The primary jobs report shows the net change in jobs—that measure slowed in March to a gain of 126,000, the weakest hiring in 15 months. The Jolts report, which is only available through February, tracks the millions of Americans each month who quit a job, are laid off, or start a new job. The softness in the Jolts report’s measures of hiring and quitting bolsters the case that the labor market has lost some of its momentum in the first quarter of 2015.
The report is closely followed by officials at the Federal Reserve, with Chairwoman Janet Yellen citing the rate of voluntary quitting as a key gauge of worker’s confidence in the economy. When the economy is stronger, workers are more likely to quit their job due to the greater ease of finding something different. The number of voluntary quits declined in February to 2.7 million from 2.8 million in January.
The report was not all dour news, however. The number of involuntary layoffs dropped to 1.6 million from 1.7 million in January and December. The rate of layoffs matched the lowest level seen since the year 2000.

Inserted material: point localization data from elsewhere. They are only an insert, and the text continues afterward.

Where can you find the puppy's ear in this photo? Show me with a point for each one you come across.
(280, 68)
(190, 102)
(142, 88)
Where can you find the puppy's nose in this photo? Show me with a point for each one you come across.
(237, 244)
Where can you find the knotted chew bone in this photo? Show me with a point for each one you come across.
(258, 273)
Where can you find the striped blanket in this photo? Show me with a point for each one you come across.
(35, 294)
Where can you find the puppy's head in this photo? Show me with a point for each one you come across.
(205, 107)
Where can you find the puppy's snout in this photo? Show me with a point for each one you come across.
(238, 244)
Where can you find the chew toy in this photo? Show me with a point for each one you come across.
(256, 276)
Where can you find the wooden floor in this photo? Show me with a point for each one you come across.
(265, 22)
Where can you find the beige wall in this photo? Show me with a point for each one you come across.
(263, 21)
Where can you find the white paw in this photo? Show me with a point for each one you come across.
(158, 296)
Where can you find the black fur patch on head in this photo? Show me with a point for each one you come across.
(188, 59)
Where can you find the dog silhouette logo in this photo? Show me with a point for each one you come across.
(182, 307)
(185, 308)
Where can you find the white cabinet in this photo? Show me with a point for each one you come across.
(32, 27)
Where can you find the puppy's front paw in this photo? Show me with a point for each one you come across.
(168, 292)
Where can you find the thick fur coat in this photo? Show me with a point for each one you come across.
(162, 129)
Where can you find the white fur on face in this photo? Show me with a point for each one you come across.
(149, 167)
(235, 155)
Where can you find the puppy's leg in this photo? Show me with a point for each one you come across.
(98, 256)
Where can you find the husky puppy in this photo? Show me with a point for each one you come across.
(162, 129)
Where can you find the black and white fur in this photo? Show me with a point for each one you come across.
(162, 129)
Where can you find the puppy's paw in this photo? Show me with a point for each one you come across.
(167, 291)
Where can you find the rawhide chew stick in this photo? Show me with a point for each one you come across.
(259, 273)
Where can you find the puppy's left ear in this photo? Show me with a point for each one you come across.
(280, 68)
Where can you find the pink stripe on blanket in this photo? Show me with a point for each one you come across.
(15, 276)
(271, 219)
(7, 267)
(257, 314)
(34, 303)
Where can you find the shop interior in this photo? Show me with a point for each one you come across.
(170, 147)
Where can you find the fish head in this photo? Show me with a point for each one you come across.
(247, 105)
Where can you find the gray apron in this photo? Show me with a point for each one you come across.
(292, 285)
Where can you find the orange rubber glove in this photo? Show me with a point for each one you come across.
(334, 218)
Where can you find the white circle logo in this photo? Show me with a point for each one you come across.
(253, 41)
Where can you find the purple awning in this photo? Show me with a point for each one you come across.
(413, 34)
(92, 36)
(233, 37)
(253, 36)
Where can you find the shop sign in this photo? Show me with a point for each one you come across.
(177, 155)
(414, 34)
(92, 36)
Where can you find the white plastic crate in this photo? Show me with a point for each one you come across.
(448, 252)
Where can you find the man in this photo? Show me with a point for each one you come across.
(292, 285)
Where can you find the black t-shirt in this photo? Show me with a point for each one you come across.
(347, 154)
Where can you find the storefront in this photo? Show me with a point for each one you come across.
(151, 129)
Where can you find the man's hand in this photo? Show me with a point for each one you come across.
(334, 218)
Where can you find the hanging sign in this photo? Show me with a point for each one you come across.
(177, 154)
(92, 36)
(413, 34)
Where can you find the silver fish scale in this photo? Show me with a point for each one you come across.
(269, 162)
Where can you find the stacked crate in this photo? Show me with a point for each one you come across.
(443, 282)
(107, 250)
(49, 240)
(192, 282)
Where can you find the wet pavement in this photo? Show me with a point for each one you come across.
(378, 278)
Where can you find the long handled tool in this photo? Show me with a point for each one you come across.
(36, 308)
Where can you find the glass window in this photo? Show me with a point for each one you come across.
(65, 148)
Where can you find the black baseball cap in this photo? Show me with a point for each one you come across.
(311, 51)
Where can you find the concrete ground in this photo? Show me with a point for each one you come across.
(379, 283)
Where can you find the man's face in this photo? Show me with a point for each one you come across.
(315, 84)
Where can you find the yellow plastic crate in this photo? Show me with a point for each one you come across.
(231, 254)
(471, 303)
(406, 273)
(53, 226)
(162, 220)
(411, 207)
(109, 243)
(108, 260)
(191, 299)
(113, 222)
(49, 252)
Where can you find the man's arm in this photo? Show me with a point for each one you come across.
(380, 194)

And the increase in openings implies that employers have a desire for more workers, though they took a step back in their hiring in February. There were 1.7 workers for every job opening in February, compared with more than six for each available job during the worst of the crisis. The number of underemployed workers per job opening fell to 3.7 in February. Underemployment–which includes those who want a job but have become discouraged from searching, those marginally attached to the labor force, and also part-time workers who want full-time work–has remained elevated throughout the recovery.